Ampliado tras la Segunda Guerra Mundial y renovado en los ochenta, hoy el canal no es navegable en todos los tramos, por barcos solamente en los lagos, y ha perdido su importancia comercial. La arena se deposita en el fondo, creando bancos, y en las orillas, estrechando su anchura, pero nadie se ocupa de mantenerlo. Y Manakara, otrora un puerto clave con gran tránsito regional e internacional, languidece entre instalaciones portuarias fantasmas, vacías y abandonadas y las piraguas de pesca y de turismo, las principales actividades económicas en la actualidad. Durante la visita de una jornada recorremos un tramo del canal entre los manglares, compramos a los pescadores lo que unas horas más tarde será nuestro almuerzo, hacemos parada en el monumento a los caídos por la independencia escuchando el escalofriante relato de la matanza de malgaches por los franceses en el aeropuerto de la ciudad, paseamos por un cementerio con tumbas de los soldados senegaleses que los franceses trajeron para aplastar la rebelión malgache (absurdos de la colonización), pasamos por un poblado de pescadores, y damos una vuelta por la playa, desde la que se nos ponen los pelos de punta al observar a los jóvenes pescadores que, retando al océano, empujan su piragua mar adentro y, literalmente, luchan contra el oleaje que una y otra vez los golpea, los hace volcar y vuelve a la carga mientras ellos achican agua con un plato y tienden las redes que volverán a buscar al amanecer. Vivir de la nauraleza es duro, pero cuando uno sale al campo al rayar el alba los que se quedan no se preguntan si volverá.

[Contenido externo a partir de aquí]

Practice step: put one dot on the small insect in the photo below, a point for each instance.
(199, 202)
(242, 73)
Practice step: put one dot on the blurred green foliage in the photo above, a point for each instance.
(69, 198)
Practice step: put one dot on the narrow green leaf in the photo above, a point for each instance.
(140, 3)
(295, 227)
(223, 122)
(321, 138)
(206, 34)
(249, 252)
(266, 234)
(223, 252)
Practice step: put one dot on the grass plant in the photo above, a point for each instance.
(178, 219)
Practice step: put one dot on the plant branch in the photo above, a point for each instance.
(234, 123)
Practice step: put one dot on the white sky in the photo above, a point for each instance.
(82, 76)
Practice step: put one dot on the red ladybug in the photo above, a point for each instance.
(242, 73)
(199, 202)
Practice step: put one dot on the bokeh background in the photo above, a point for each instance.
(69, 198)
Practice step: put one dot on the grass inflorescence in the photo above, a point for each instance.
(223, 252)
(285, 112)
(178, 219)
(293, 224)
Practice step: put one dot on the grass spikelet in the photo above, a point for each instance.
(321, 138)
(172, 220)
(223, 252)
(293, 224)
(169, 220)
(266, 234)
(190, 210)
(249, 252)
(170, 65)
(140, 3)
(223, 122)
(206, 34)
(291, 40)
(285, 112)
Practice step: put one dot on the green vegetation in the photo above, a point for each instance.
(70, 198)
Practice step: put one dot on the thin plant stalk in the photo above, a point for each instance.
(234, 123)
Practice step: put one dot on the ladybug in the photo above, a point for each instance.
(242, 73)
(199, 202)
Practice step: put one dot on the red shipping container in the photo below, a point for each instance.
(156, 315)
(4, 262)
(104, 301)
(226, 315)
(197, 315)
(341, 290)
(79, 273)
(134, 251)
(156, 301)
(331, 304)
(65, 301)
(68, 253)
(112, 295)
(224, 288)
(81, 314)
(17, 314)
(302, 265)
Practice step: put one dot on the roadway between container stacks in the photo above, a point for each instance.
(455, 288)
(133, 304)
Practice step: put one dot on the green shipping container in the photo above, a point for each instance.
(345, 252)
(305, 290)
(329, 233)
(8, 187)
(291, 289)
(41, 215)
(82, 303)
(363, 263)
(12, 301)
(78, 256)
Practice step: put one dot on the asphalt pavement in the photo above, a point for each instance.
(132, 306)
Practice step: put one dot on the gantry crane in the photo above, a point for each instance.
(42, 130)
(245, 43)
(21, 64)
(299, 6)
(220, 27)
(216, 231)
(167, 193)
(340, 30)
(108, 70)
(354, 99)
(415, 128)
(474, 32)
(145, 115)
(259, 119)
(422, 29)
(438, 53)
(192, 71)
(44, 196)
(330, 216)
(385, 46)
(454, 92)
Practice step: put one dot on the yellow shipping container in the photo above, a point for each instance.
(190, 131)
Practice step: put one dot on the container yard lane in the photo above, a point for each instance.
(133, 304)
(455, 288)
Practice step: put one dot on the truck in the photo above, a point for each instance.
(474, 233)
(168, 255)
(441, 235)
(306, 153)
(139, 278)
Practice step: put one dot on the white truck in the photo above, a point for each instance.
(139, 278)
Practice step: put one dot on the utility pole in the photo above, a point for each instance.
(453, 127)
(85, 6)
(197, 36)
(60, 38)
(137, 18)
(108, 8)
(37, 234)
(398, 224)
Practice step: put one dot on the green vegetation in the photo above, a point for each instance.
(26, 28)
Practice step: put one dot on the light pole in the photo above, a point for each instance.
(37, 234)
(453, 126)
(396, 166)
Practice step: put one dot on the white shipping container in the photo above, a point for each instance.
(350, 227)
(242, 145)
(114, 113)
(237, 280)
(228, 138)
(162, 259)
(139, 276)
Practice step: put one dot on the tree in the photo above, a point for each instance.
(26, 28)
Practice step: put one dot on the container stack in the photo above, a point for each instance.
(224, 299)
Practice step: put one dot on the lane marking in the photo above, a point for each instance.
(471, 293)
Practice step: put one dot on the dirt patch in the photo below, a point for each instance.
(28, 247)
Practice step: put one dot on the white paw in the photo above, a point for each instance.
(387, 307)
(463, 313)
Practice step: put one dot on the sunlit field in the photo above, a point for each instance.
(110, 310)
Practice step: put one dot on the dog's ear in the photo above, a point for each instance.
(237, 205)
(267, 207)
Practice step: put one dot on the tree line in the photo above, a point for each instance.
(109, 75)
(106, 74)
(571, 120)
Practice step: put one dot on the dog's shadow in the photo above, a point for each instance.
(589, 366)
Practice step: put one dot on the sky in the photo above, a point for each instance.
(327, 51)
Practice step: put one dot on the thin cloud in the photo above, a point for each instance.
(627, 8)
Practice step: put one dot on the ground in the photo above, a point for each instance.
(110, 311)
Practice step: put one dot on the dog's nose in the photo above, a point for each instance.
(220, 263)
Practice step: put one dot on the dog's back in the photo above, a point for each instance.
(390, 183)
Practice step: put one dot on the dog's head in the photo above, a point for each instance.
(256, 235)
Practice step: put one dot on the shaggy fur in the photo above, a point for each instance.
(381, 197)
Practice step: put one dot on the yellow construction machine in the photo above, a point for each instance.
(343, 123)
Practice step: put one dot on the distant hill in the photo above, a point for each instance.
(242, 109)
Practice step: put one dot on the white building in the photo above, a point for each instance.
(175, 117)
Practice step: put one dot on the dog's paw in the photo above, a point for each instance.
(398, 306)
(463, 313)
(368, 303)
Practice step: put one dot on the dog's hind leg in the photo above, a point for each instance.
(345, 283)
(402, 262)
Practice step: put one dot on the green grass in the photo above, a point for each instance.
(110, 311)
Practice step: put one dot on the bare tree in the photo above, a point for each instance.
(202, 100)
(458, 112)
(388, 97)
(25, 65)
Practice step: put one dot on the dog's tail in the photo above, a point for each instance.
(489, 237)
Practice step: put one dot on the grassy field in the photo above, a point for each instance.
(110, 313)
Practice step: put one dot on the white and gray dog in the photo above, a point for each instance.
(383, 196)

La historia, la política y las elecciones ocupan buena parte de nuestras conversaciones con el guía. Es el presidente de la asociación de guías de Manakara y está muy metido en el tema. Se queja de los tejemanejes, de la corrupción, de la falta de apoyo de la administración nacional para apoyar el desarrollo de la región y la rehabilitación del canal. Nos cuenta episodios incalificables, como cuando el alcalde, de un partido de la oposición, consiguió un proyecto de cooperación con La Reunión para reabrir el aeropuerto y el ministro lo invalidó y lo volvió a cerrar, no fueran a brillar con luz propia, o como cuando se cayó un puente bajo un camión de carga porque, después de obtener financiación del Banco Mundial y contratar a un ingeniero francés para rehabilitarlo, el proyecto misteriosamente se quedó sin fondos y a medias, pero el puente siguió utilizándose y nadie se preocupó de colocar un cartel de limitación del peso de los vehículos. Historias para no dormir que, a menor escala, recuerdan los trapos que seguimos teniendo que lavar en casa.
Al día siguiente, puntuales y aprovisionados para el trayecto y para los dos días siguientes de senderismo, y después de disfrutar de un precioso amanecer sobre el océano Índico, tomaremos el tren hacia Fianarantsoa. Sin entrar en detalles, que para eso dejo una nota que empecé con ilusión y terminé desesperada, no vale la pena. En absoluto.